Michael J. Swart

September 12, 2012

When I Use Nested Joins

Filed under: SQL Scripts,SQLServerPedia Syndication,Technical Articles — Tags: — Michael J. Swart @ 12:00 pm

I want to explain how I avoid RIGHT OUTER joins in favor of LEFT OUTER joins and how I avoid OUTER joins in favor of INNER joins.

There's no place bitchin-er than Kitchener

Inner joins have no direction, but outer joins do so that we have three kinds of joins:

  • INNER JOIN (JOIN for short)
  • LEFT OUTER JOIN (LEFT JOIN for short)
  • RIGHT OUTER JOIN (RIGHT JOIN for short)
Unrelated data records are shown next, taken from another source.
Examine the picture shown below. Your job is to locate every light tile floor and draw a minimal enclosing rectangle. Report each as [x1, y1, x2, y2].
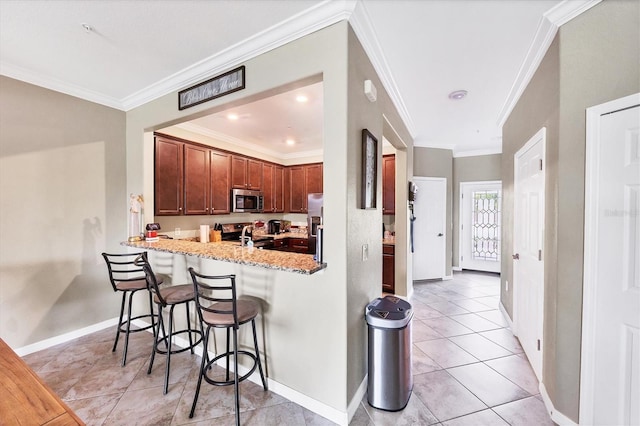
[24, 272, 553, 426]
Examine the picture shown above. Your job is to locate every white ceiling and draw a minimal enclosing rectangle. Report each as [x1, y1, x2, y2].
[0, 0, 599, 155]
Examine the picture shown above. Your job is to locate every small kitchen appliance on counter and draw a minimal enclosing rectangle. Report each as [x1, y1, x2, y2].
[218, 222, 273, 249]
[307, 193, 323, 254]
[267, 220, 282, 235]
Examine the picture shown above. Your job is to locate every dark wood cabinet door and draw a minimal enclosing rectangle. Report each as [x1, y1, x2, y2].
[154, 137, 184, 216]
[289, 166, 307, 213]
[304, 164, 322, 196]
[209, 151, 231, 214]
[274, 166, 284, 213]
[382, 155, 396, 214]
[184, 145, 210, 214]
[262, 163, 275, 213]
[382, 245, 396, 294]
[231, 155, 247, 189]
[247, 158, 262, 191]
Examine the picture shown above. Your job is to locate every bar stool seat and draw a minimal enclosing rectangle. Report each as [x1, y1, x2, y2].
[189, 268, 268, 425]
[102, 252, 163, 367]
[138, 255, 202, 395]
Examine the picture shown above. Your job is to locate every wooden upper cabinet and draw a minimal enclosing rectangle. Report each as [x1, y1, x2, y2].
[274, 166, 285, 213]
[231, 155, 262, 190]
[247, 158, 263, 190]
[184, 144, 210, 215]
[382, 155, 396, 214]
[154, 136, 184, 216]
[262, 163, 285, 213]
[231, 155, 247, 189]
[209, 151, 231, 214]
[262, 163, 275, 213]
[288, 166, 307, 213]
[287, 164, 323, 213]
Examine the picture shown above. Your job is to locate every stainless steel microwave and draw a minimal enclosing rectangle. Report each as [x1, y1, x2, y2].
[231, 189, 264, 213]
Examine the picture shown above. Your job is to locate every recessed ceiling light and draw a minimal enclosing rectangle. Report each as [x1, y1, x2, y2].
[449, 90, 467, 101]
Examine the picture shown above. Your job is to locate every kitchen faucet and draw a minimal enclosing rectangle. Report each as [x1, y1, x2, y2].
[240, 225, 253, 247]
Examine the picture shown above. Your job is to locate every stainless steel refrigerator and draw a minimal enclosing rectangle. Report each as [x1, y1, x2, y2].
[307, 193, 323, 262]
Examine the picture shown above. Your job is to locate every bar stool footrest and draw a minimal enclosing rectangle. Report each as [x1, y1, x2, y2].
[202, 350, 258, 386]
[154, 329, 202, 355]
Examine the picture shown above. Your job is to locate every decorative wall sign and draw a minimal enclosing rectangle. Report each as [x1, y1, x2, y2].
[361, 129, 378, 209]
[178, 65, 244, 110]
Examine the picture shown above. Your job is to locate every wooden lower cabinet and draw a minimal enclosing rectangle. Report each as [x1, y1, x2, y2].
[382, 244, 396, 294]
[154, 137, 185, 216]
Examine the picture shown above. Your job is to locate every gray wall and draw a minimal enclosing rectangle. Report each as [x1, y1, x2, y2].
[451, 154, 502, 266]
[412, 147, 453, 275]
[0, 76, 128, 348]
[348, 27, 412, 400]
[501, 0, 640, 422]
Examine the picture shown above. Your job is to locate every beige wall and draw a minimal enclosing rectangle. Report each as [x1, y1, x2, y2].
[501, 0, 640, 422]
[0, 76, 128, 348]
[451, 154, 502, 267]
[344, 25, 412, 399]
[127, 22, 412, 418]
[413, 147, 453, 275]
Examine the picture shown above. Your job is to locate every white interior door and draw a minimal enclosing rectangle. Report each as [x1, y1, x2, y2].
[580, 94, 640, 425]
[413, 177, 447, 280]
[460, 181, 502, 272]
[513, 127, 546, 381]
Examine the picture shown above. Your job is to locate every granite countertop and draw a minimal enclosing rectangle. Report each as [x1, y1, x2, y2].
[121, 239, 327, 275]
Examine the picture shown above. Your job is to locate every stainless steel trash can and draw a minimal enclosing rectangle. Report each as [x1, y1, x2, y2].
[365, 296, 413, 411]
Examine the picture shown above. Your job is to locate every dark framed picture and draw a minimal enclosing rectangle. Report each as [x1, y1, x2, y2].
[360, 129, 378, 209]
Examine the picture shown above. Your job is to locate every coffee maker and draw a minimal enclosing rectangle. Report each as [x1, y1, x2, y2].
[267, 220, 282, 235]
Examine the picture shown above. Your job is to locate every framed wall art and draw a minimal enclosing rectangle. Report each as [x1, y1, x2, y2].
[360, 129, 378, 209]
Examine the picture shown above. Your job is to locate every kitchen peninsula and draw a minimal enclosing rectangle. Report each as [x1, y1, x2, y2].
[122, 239, 327, 275]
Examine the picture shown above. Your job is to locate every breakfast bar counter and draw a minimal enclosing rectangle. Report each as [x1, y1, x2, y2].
[122, 239, 327, 275]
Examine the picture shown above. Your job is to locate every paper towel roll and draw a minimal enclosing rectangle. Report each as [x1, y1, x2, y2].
[200, 225, 209, 243]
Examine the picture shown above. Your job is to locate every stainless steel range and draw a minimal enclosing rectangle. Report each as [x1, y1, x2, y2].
[217, 222, 273, 249]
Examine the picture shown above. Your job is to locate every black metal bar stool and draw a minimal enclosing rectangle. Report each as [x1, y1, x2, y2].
[189, 268, 268, 425]
[102, 252, 162, 367]
[137, 253, 202, 395]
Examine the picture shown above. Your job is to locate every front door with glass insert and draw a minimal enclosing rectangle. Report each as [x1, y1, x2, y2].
[460, 181, 502, 272]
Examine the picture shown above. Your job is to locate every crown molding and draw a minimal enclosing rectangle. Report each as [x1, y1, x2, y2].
[543, 0, 602, 27]
[0, 62, 122, 110]
[349, 0, 415, 136]
[453, 147, 502, 158]
[122, 0, 356, 111]
[174, 122, 323, 164]
[497, 0, 602, 128]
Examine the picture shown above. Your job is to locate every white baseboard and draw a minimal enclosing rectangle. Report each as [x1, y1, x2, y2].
[539, 382, 578, 426]
[498, 302, 516, 330]
[345, 375, 369, 424]
[14, 318, 118, 356]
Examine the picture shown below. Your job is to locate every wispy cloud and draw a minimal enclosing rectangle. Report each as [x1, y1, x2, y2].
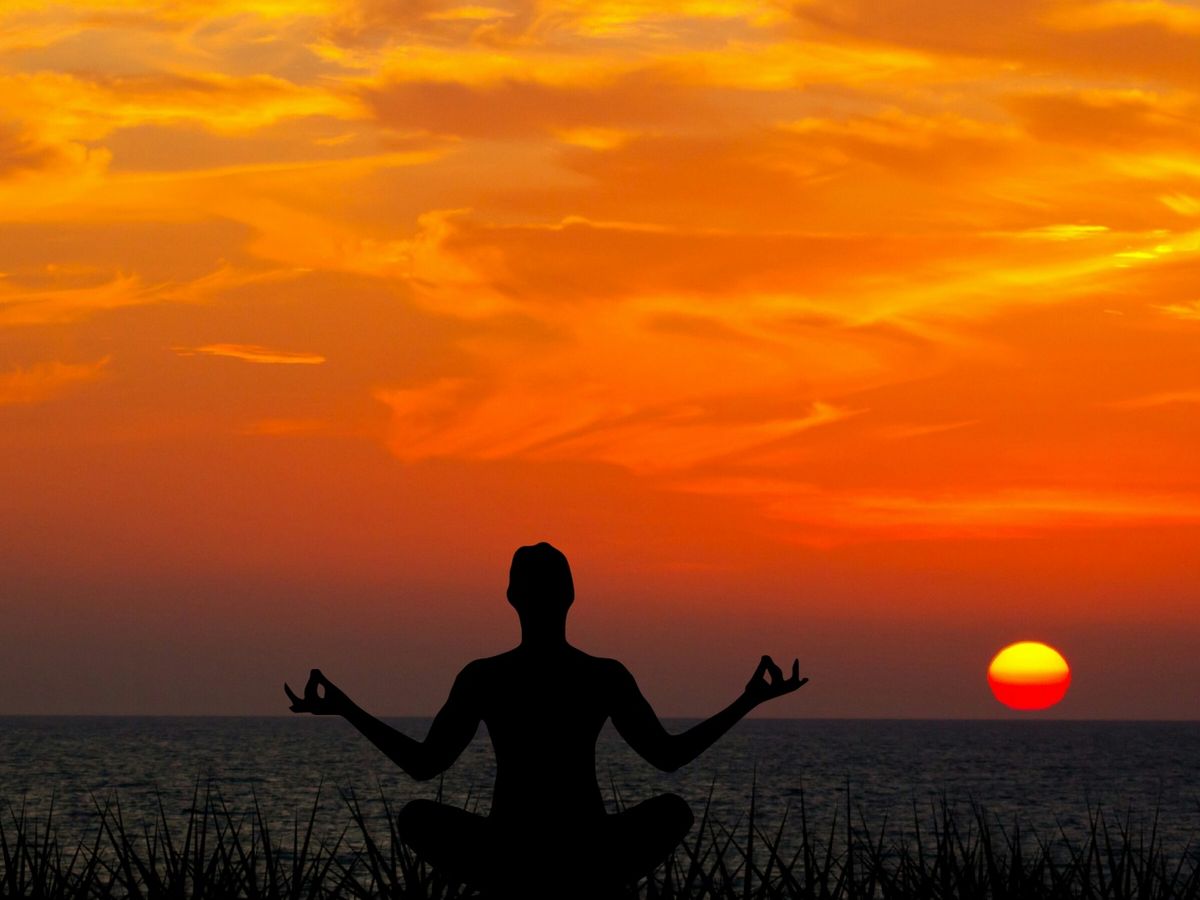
[0, 356, 109, 406]
[1106, 389, 1200, 409]
[172, 343, 325, 366]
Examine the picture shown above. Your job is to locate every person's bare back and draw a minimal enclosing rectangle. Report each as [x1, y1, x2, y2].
[283, 544, 808, 898]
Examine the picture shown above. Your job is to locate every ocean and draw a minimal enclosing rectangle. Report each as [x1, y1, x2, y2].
[0, 716, 1200, 854]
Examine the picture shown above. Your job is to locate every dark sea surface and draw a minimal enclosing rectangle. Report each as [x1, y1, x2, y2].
[0, 716, 1200, 854]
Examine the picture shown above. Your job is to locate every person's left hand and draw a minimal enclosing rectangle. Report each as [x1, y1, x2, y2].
[283, 668, 350, 715]
[745, 656, 809, 706]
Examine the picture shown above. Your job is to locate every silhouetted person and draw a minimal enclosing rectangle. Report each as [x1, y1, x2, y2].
[283, 544, 808, 898]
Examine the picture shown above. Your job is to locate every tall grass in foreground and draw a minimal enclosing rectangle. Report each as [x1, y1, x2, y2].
[0, 791, 1200, 900]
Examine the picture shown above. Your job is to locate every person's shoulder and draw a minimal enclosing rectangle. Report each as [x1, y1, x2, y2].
[458, 650, 512, 680]
[582, 653, 634, 682]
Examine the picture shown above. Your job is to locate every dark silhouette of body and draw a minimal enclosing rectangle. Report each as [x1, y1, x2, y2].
[283, 544, 808, 898]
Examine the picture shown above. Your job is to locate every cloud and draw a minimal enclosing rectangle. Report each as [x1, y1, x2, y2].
[1106, 389, 1200, 409]
[1154, 300, 1200, 322]
[172, 343, 325, 366]
[0, 356, 110, 406]
[677, 476, 1200, 546]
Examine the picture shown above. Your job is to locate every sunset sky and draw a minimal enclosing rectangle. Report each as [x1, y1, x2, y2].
[0, 0, 1200, 718]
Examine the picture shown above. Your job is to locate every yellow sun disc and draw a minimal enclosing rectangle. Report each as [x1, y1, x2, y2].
[988, 641, 1070, 709]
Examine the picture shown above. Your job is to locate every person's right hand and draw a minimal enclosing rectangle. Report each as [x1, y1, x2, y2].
[745, 656, 809, 706]
[283, 668, 350, 715]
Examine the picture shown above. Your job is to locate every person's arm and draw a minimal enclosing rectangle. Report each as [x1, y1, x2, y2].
[283, 666, 479, 781]
[612, 656, 809, 772]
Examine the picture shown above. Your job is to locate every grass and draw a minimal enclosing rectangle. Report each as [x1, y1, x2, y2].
[0, 786, 1200, 900]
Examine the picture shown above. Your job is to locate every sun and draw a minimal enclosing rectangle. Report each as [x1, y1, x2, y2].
[988, 641, 1070, 709]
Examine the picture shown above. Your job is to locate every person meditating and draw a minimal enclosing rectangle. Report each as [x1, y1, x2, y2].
[283, 544, 808, 898]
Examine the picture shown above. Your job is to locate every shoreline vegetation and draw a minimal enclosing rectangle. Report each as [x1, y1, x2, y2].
[0, 785, 1200, 900]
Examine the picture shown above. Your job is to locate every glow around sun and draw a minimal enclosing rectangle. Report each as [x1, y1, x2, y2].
[988, 641, 1070, 709]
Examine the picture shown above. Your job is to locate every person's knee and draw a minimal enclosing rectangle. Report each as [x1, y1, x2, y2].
[658, 793, 696, 839]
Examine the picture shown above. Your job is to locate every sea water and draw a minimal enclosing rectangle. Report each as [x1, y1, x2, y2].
[0, 716, 1200, 854]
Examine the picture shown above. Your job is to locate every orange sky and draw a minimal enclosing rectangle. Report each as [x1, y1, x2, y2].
[0, 0, 1200, 718]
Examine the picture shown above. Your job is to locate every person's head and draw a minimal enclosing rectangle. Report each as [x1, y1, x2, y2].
[509, 541, 575, 619]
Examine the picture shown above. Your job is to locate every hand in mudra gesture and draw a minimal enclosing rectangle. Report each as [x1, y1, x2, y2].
[745, 656, 809, 704]
[283, 668, 350, 715]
I leave out FULL OUTER JOINS for now because I never use them. And in fact RIGHT OUTER JOINS can always be written as LEFT OUTER JOINS, so in practice I only use just the two kinds of joins:

  • INNER JOIN
  • LEFT OUTER JOIN

Now as a rule of thumb, inner joins are more efficient than outer joins so it would be better to write queries that avoid outer joins. Let’s get to an example. My goal here is to write a query that gives me a list of employees and their director (if any) based on this schema.

CREATE TABLE STAFF
(
    Id NVARCHAR(20) NOT NULL PRIMARY KEY,
    Name NVARCHAR(400) NOT NULL,
    Department NVARCHAR(20),
    Role NVARCHAR(20) NOT NULL
)
 
CREATE TABLE BOSSES
(
    EmployeeId NVARCHAR(20)
        REFERENCES STAFF(Id),
    BossId nvarchar(20)
        REFERENCES STAFF(Id),
    PRIMARY KEY (EmployeeId, BossId)
)

BOSSES is a table that contains not just direct reports, but all direct and indirect reports (making it handy for this query).

Using a RIGHT JOIN

The answer is fairly straightforward. I join the BOSSES table with the STAFF table to give me all the directors and their reports:
Two inner joins

select S_Employee.Name, S_Boss.Name as Director
from STAFF S_Boss
join BOSSES B
    on B.BossId = S_Boss.Id
join STAFF S_Employee
	on B.EmployeeId = S_Employee.Id
where S_Boss.Role = 'Director'

But wait, this isn’t a complete list of employees. What about those in the company that don’t report to any director (not even indirectly). This is where the right outer join comes in:
An inner join and a right join

select S_Employee.Name, S_Boss.Name as Director
from STAFF S_Boss
join BOSSES B
    on B.BossId = S_Boss.Id
RIGHT join STAFF S_Employee
    on B.EmployeeId = S_Employee.Id
    and S_Boss.Role = 'Director'

Notice that the S_Boss.Role filter can’t belong to the where clause any more. If it did, we’d lose director-less employees again and we’d be back where we started.

Using LEFT JOINS Only

That works… but for the sake of style, let’s only use left joins. I prefer using only left joins in this case because logically, the results are meant to be the set of employees. So I like to start with that list of employees and then join in the bosses if necessary. That’s why I start with the set of employees as the first table. The other joined tables aren’t the stars of this query; they’re only there to help provide that director attribute. So I have this:
Two left joins

select S_Employee.Name, S_Boss.Name as Director
from STAFF S_Employee
left join BOSSES B
    on B.EmployeeId = S_Employee.Id
left join STAFF S_Boss
    on B.BossId = S_Boss.Id
    and S_Boss.Role = 'Director'

But you notice that I’m now using two left joins… Really I only want the one outer join that I was using in the first example. Turns out I can do that:

Using Nested Joins

Well that just looks like this:
One left join

select S_Employee.Name, S_Boss.Name as Director
from STAFF S_Employee
left join BOSSES B
    join STAFF S_Boss
        on B.BossId = S_Boss.Id
        and S_Boss.Role = 'Director'
    on B.EmployeeId= S_Employee.Id

This is logically equivalent to the right join but it uses left joins instead and only uses one outer join. Great!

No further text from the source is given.